Getting started with Google BigQuery and GDELT Project
Once upon the time, the new kid on the block left more established search engines in the dust, then, after reinventing web-based email service, Google introduced its Apps. Today, let’s talk about one of the myriad services Google offers to us: BigQuery. Basically, this cloud-based service allows us to utilize Google’s hardware to store our own datasets or access public data on the go. Google provides API for Java, PHP, and Python access. In addition, various third-party tools now connect directly to BigQuery: Tableau, R, JasperSoft, and Simba to name a few. We get a 1 TB monthly usage quota to query BigQuery’s data for free. Some of the downsides of this service include: premiums for storing our own data and querying in excess of the free quota. We are also limited with data manipulation tasks we can perform in BigQuery; in fact, we can only append records to our table, we cannot update or delete them. Finally, this service uses a SQL language dialect, which lacks some of the SQL commands we are accustomed to: DISTINCT comes to mind, or resort us to some convoluted workarounds (try using the TOP command.) Meet, the GDELT Project – “the largest, most comprehensive, and highest resolution open database of human society ever created.” In this tutorial, we will learn some interesting facts about different countries, using GDELT data in BigQuery.

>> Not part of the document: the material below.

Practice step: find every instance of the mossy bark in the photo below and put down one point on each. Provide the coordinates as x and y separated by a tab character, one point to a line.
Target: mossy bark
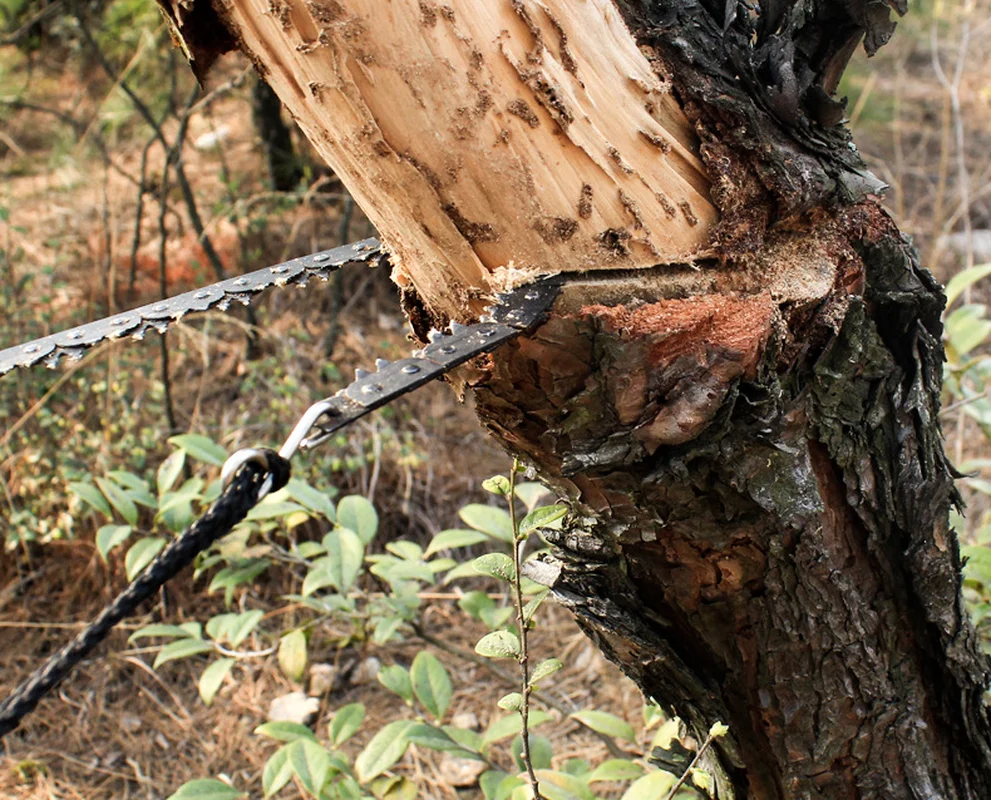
758	471
748	433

First things first, to get started with BigQuery, you need to do the following:
1. Navigate to Google Developers Console.
2. Accept terms of service.
3. Create a new project.
4. “Load” GDELT table into your project: GDELT Countryinfo.
5. After familiarizing yourself with this table’s schema (fields and data types) and details (table description, documentation, and sample records), click on the Compose Query button to start querying GDELT’s data in BigQuery.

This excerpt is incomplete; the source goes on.